Exchange-traded interest-bearing non-convertible certified bearer bonds subject to mandatory centralized custody issued by Setl Group, Ltd, 001Р-02 series (RU000A100MG6), maturity date: January 1, 2023, issue volume: RUB 5 bln — A-(RU).
Rationale. The issues represent senior unsecured debt instruments of Setl Group, Ltd. Due to the absence of either structural or contractual subordination of the issues, ACRA regards them as pari passu with other existing and future unsecured and unsubordinated debt obligations of the Company. According to ACRA’s methodology, the unsecured debt repayment level corresponds to the first category. Therefore, the credit rating of the issues is equivalent to that of Setl Group, Ltd, i.e. A-(RU).
Regulatory disclosure
The credit ratings have been assigned under the national scale for the Russian Federation based on the Methodology for Credit Ratings Assignment to Non-Financial Corporations under the National Scale for the Russian Federation, and the Key Concepts Used by the Analytical Credit Rating Agency Within the Scope of Its Rating Activities. To assign credit ratings to the above bond issues the Methodology for Assigning Credit Ratings to Individual Issues of Financial Instruments on the National Scale for the Russian Federation was also applied.
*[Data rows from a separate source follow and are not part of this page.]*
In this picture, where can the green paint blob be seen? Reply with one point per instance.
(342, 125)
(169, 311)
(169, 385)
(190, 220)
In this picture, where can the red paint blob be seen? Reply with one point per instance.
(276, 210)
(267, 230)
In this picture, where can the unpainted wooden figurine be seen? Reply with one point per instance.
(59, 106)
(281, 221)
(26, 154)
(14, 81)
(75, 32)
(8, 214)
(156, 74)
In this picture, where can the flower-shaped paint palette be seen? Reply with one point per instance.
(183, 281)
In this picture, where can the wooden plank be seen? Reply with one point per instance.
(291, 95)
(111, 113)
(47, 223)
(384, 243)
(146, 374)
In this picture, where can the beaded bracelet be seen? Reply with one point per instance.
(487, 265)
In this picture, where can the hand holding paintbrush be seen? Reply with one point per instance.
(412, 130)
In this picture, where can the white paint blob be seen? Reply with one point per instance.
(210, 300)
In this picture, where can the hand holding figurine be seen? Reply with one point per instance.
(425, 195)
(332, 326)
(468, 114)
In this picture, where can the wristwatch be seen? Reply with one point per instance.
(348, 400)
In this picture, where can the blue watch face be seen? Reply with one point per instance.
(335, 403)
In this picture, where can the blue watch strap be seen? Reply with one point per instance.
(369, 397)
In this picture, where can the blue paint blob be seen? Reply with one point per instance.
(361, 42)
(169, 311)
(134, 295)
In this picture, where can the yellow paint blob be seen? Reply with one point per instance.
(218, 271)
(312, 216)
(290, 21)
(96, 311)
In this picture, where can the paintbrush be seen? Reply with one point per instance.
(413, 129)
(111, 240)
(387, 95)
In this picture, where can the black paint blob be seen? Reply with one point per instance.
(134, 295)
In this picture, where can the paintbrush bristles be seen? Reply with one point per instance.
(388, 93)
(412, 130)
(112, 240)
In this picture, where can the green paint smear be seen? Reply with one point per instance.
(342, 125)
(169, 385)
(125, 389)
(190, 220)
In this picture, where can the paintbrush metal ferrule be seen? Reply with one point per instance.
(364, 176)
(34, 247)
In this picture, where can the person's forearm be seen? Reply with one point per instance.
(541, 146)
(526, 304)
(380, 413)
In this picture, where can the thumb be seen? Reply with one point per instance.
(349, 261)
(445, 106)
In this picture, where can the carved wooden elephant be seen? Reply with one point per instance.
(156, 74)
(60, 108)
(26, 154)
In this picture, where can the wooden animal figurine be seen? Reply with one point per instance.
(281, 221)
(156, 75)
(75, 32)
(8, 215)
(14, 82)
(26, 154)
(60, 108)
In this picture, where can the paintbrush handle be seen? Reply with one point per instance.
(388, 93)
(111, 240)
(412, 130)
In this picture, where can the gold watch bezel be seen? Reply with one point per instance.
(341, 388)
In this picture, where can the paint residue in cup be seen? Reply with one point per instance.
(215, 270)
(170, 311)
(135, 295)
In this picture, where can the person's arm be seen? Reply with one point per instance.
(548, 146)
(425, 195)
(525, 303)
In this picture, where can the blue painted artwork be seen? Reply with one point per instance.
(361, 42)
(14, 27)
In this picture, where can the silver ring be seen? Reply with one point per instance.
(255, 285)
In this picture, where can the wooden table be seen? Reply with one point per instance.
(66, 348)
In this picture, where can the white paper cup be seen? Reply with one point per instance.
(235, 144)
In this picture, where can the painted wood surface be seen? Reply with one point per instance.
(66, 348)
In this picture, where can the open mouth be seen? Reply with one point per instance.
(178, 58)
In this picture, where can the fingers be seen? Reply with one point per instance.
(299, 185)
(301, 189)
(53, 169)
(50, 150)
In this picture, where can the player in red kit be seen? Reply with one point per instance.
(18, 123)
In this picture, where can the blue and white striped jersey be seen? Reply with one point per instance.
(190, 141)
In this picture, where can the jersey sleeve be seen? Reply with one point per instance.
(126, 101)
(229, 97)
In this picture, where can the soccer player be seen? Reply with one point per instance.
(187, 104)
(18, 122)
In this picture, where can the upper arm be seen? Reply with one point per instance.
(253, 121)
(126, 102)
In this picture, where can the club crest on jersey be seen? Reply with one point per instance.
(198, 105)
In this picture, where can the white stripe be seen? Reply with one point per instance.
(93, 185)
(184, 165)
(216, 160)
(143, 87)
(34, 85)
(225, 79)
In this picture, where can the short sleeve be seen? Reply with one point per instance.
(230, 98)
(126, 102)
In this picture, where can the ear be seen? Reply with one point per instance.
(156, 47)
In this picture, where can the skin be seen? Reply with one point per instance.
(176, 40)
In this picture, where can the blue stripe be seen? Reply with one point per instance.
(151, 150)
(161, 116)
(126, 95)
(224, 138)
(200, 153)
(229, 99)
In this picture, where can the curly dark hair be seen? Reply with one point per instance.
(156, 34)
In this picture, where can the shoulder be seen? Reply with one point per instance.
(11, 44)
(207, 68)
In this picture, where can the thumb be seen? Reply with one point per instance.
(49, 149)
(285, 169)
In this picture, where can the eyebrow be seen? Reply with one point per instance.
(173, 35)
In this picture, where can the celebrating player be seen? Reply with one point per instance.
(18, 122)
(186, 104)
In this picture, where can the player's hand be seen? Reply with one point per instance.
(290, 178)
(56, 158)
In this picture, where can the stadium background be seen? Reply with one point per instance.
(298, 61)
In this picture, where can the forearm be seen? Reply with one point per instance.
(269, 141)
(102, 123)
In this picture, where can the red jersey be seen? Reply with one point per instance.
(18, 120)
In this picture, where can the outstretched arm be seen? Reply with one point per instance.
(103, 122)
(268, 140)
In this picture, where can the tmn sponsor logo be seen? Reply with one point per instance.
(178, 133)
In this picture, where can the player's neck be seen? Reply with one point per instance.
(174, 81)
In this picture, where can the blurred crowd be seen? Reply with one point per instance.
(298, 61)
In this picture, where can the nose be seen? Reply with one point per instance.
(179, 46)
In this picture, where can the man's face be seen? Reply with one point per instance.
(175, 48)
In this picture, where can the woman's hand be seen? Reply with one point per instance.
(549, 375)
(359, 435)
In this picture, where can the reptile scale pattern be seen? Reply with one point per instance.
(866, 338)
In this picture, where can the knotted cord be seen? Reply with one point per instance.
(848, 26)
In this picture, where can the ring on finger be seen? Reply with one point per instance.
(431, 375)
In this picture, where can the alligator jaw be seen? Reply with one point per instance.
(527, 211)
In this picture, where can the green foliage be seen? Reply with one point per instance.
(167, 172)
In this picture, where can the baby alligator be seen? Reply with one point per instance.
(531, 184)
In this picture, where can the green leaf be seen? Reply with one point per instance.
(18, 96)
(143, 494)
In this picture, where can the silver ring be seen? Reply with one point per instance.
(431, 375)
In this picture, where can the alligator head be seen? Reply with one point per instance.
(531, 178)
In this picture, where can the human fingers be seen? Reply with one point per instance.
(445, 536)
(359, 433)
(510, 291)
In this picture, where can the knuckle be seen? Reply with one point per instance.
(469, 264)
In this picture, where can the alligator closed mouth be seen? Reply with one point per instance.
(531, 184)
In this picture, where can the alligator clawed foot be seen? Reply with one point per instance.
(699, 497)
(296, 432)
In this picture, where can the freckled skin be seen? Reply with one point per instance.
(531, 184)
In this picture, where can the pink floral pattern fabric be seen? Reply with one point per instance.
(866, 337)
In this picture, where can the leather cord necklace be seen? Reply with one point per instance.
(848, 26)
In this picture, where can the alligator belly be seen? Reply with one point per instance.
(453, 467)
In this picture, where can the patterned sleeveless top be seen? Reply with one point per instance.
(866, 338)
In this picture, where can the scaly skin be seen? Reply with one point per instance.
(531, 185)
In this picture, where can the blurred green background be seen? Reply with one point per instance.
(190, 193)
The credit rating of Setl Group, Ltd and the credit ratings of the bond issues of Setl Group, Ltd (RU000A0ZYEQ9, RU000A100MG6) were published by ACRA for the first time on June 19, 2017, November 2, 2017, and July 23, 2019, respectively. The credit rating of of Setl Group, Ltd and its outlook and the credit rating of the bond issues of Setl Group, Ltd (RU000A0ZYEQ9, RU000A100MG6) are expected to be revised within one year following the publication date of this press release.
The credit ratings were assigned based on the data provided by Setl Group, Ltd, information from publicly available sources, as well as ACRA’s own databases. The credit ratings are solicited, and Setl Group, Ltd participated in their assignment.
No material discrepancies between the provided data and the data officially disclosed by Setl Group, Ltd in its financial statements have been discovered.
ACRA provided no additional services to Setl Group, Ltd. No conflicts of interest were discovered in the course of credit rating assignment.